Michael Apted

  • Thunderheart (1992)

    Thunderheart (1992)

    (In French, On Cable TV, January 2020) On the one hand, there’s something admirable in seeing Thunderheart tackle the deplorable state of native reserves in the United States by setting a murder mystery within its borders. Our way into this setting is done through the dispatch of an FBI agent of mixed ethnicity (Val Kilmer, who is also of mixed ethnicity) but no cultural affiliation to native causes. As he gradually investigates the murder, he also gains an appreciation for his own origins. Standard Hollywood character development, but handled well, especially within the context of an unvarnished depiction of reserve living in the early 1990s—not that things have changed very much since then. Director Michael Apted makes effective use of helicopter-mounted cameras to give a good sense of space, action and the neighbouring landscapes—an essential when setting a film in the Badlands. While Kilmer ably headlines, the highlight here is once again Graham Greene as a local agent.

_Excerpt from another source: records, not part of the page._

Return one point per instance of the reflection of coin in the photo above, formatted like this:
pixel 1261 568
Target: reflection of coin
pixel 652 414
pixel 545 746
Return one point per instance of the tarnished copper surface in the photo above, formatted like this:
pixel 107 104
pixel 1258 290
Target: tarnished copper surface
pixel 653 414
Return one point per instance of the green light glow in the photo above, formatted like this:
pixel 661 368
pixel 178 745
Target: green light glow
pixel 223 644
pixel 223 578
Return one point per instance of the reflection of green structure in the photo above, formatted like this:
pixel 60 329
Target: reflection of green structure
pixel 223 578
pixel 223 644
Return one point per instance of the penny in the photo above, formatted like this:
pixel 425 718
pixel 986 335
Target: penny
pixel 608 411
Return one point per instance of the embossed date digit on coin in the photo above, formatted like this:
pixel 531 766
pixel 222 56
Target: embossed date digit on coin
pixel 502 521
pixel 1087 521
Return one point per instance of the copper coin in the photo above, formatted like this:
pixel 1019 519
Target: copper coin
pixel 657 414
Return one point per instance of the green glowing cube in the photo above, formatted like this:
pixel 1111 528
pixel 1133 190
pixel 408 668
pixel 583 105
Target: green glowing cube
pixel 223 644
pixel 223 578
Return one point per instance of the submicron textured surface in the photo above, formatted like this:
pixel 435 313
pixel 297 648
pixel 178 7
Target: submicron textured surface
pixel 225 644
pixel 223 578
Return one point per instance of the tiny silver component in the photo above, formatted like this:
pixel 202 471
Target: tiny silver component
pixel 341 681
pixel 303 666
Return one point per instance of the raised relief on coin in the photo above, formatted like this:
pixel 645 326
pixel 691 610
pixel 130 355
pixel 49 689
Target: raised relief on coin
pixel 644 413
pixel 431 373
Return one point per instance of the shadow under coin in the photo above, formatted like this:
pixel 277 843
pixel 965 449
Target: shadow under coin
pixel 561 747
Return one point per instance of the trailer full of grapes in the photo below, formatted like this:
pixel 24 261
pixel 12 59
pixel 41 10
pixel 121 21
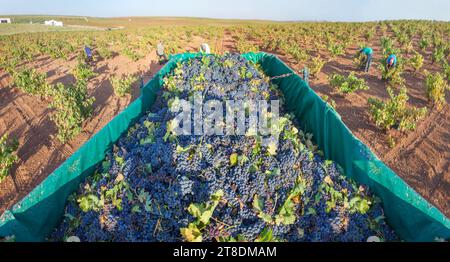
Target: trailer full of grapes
pixel 138 179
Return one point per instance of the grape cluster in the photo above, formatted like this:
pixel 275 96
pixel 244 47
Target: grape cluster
pixel 142 190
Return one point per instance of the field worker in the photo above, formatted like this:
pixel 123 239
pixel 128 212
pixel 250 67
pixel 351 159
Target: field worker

Still, this could have been a better film: Thunderheart remains very much the story of a non-native protagonist exploring “the other,” and not a story told from within the native community. As revelatory as it could be in the early 1990s, it does feel limited today at a time when movies increasingly reflect diverse voices from their own perspectives. I liked it, but I can see how we’ve gone a bit beyond that.